I have been personally involved in the senior housing industry since my days in the Urban Land Institute (ULI). I was there to help set up the Senior Housing Council and, for almost five years, was able to tour senior housing projects across the United States. I have designed and developed site plans for active adult communities (like the Del Webb Sun Cities), assisted living facilities, and even more complex CCRCs (Continuing Care Retirement Communities), memory care, and other attendant facilities.

But until you are faced with the real issue of a loved one who must be placed in one of these facilities I had no idea about how difficult and complex this process is. It usually begins with a traumatic event (stroke, heart issues, hip/leg breaks, etc.) and time in a hospital emergency room. Then you and your loved one go through a complex process of vetting the type of care they need, then where best to get that care, and then where will they live. Insurance issues, Medicare, medical needs, therapy, and on and on and on. These are steps none of us know or understand. Each step is one of trust. And through this ordeal I have met some truly dedicated people who testify to this trust and take us step by step through the process.

The Baby Boomer generation is over seventy million strong and bracket’s ages currently from about 45 to 65 (we can quibble but this is where the demographic is thickest). Every one of us will, at some time, require access to and need for these facilities. There is as much to learn as when you buy your first house, or get married, or have those kids (who you hope will be there to wipe your chin, if not, it’s $30 an hour). The learning is best done prior to having to wait in an emergency room at 2:00 in the morning on a Friday night.

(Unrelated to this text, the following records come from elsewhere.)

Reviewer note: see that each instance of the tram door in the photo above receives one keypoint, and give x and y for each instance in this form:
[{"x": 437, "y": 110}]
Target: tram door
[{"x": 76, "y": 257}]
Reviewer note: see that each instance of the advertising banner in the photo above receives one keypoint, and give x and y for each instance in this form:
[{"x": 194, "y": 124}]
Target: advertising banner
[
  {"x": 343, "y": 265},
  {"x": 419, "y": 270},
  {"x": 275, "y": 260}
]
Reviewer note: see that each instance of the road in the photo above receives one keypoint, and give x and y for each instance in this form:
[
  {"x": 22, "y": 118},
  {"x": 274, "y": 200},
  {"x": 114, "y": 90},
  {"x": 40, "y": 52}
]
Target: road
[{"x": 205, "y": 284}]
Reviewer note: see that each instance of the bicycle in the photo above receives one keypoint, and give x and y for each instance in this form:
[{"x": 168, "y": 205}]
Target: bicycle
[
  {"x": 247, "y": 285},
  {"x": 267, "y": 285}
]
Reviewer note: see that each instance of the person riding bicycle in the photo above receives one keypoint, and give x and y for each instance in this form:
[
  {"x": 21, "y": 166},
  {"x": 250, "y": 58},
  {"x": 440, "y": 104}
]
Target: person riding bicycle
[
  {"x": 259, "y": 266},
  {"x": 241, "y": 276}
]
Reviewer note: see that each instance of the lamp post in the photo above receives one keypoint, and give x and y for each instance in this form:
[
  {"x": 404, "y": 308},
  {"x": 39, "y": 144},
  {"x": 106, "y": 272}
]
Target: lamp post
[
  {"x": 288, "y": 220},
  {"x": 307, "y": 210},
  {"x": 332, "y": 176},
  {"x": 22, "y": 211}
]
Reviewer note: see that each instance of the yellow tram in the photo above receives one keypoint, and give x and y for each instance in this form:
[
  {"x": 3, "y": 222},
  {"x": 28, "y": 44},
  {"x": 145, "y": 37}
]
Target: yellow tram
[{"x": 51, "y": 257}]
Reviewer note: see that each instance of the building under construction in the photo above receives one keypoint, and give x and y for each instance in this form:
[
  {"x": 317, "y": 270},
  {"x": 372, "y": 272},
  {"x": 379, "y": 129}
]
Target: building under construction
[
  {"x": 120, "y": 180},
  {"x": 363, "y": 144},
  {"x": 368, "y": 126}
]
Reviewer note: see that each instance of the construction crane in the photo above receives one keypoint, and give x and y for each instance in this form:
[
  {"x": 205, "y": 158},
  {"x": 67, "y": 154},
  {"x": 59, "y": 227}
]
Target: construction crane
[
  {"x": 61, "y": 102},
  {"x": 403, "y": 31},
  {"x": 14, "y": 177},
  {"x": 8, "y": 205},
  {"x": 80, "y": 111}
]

And the cost for all this is incredible. I joked with someone about three days into this event, I’m turning into a socialist! It seems that Medicare (thanks G. Bush) will cover a substantial amount of this because of the age of the patient – but somebody still has to pay. And that somebody is us. I can sternly wave my libertarian three-cornered hat about, but when you might have to face a bill of over $40,000, even Dr. Ron Paul has to understand this can destroy families.

This blog is about urban issues, Cogito UrbanusThink Urban. And these facilities are integral to our urban future. There is no greater concern by every citizen approaching retirement age than: “How the hell can I afford this? Where will I spend my days when a wheelchair is my only way around? Where will I lay my head and how much help will I need to take a pee? Will I end up in a warehouse full of old people, like me?”

And most start at about $3,000 per month plus special needs, and if you are fortunate to live twenty or thirty years in one of these facilities that is a lot on money. The best way to keep costs under control is build more facilities, competition is paramount (aAnd they employ a lot of people).

These facilities come in all sizes from group/guest homes to multimillion dollar Palm Springs communities. They are wanted by communities and cities as an important part of their urban fabric and social support.

For our part, we were lucky and with excellent guidance we have successfully moved through each stage of care. But a permanent home is still ahead of us; therapy will determine many of the patient final needs. As much as she would love to dance on a table again those days are past, but we all deserve a comfortable place to grow old.